The evidence of P.W.-1 Sanjib Sharma suggests that while P.W.-1 was examined by Dr. Kapoor (O.P. -1) on 03.01.2014 he was suggested that in order to remove the disorder of undescended testis an operation to be done for creation a passage to the scrotum for movement of the testis and he was not advised that in that operation his entire testis would be removed. The documents submitted by O.P. particularly the consent paper shows that one Ranjit Mishra and Biswajit Singh had consented in the operation of the patient. The consent of the patient actually was not obtained in written in this case. On the date of examination and operation i.e. 03/01/2014 the documents and evidences do not suggest that the present Sanjib Misrha was unconscious or his condition was precarious or his state of mind was not enough sufficient to give consent physically for such operation. The O.P. did not go through any clinical investigation to hold the disease as testicular atrophy and only remedy was available by operation and removing the same. The attending doctor (O.P.) knew very well that the patient was only 34 years in age and such type of operation and removal of testis may cause loosing the manhood of the patient permanently and the proper counselling was not done to him for preparation of his mind. The medical science also suggests that if testicular atrophy is suspected in order to confirm the diagnosis the physician will order the following tests:
- Testicular Ultra Sound 2) Blood Test 3) Hormone Assey and there are various forms of treatment available in the medical science in the case of testicular atrophy particularly medicine therapy and other medical facilities are available and operation and removal of the testis is not the first aid solution. Here in this case the doctor gave no space to the patient for thinking twice and without obtaining his consent in the first stroke of treatment that doctor had operated and removed the testis of the complainant which is inhuman, which cause tremendous medical trauma upon the complainant as he has very medical chance to regain his sexual activities and there is every possibility of losing his manhood permanently and certainly it is a case of error of judgment and medical negligence on the part of the Dr. Kapoor. This error of judgment and medical negligence comes within the purview of deficiency of service and the petitioner is well entitled to be compensated for his injuries and sufferings. On the other hand that the doctor being a medical practitioner the society do not expect that the physician intentionally may cause harm to any patient according to his choice and fashion. The amount of compensation claimed in this case apparently are big and fatty one which is irrational and unrealistic.

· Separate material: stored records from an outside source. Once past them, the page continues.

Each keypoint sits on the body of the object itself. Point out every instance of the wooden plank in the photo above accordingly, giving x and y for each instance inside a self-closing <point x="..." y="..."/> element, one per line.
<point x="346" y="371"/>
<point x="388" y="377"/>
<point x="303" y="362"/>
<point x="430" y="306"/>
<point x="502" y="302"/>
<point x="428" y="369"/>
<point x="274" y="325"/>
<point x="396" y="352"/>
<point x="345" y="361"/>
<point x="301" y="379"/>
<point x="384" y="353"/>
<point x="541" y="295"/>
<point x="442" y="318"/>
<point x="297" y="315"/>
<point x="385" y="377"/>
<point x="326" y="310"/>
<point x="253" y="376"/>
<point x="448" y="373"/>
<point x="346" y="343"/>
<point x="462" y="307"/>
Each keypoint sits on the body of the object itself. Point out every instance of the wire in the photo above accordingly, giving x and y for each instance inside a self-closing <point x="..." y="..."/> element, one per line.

Considering all aspects the Forum considers that if Rs.125000/- for compensation and for further medical expenses and mental harassment. Another Rs. 10000/- may be awarded.

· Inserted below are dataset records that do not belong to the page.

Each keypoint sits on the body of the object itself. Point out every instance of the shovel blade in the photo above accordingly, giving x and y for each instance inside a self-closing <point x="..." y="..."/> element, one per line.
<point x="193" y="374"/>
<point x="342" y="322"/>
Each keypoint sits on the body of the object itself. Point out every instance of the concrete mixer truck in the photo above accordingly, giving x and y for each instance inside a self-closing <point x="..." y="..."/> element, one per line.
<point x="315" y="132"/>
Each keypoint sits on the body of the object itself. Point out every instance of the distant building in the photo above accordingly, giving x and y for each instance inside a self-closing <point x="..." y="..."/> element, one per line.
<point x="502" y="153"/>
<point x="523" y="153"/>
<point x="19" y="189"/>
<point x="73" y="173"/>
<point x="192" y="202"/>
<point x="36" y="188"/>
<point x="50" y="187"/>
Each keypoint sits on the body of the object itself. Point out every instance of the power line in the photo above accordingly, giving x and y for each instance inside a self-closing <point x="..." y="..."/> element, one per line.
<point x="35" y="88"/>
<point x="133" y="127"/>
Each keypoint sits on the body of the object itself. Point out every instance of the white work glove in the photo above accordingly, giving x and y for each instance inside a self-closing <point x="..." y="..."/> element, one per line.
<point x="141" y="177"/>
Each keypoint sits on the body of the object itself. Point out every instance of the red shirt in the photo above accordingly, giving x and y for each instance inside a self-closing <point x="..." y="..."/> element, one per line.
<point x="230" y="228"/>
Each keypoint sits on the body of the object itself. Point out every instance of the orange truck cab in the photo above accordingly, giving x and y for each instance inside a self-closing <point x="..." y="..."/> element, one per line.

All the points are hereby settled accordingly.
In the result, the case succeeds.
Proper fee paid.
Hence, ordered
that the Consumer Case No. 81 /2014 be and the same is hereby allowed on contest against O.P. Nos. 1 and 2 with cost
The O.P. Nos. 1 and 2 are jointly and severally liable to pay compensation of Rs. 125000/- and for further medical expenses and harassment Rs. 10000/- thereof to be paid to the petitioner Sanjib Kumar Mishra within one month from the date of order failing which 8% p.a. as interest will be imposed upon the awarded money. The petitioner will be at liberty to put the decree into execution if the order of the Forum is not complied with
Let a copy of order be given to each of the parties free of cost.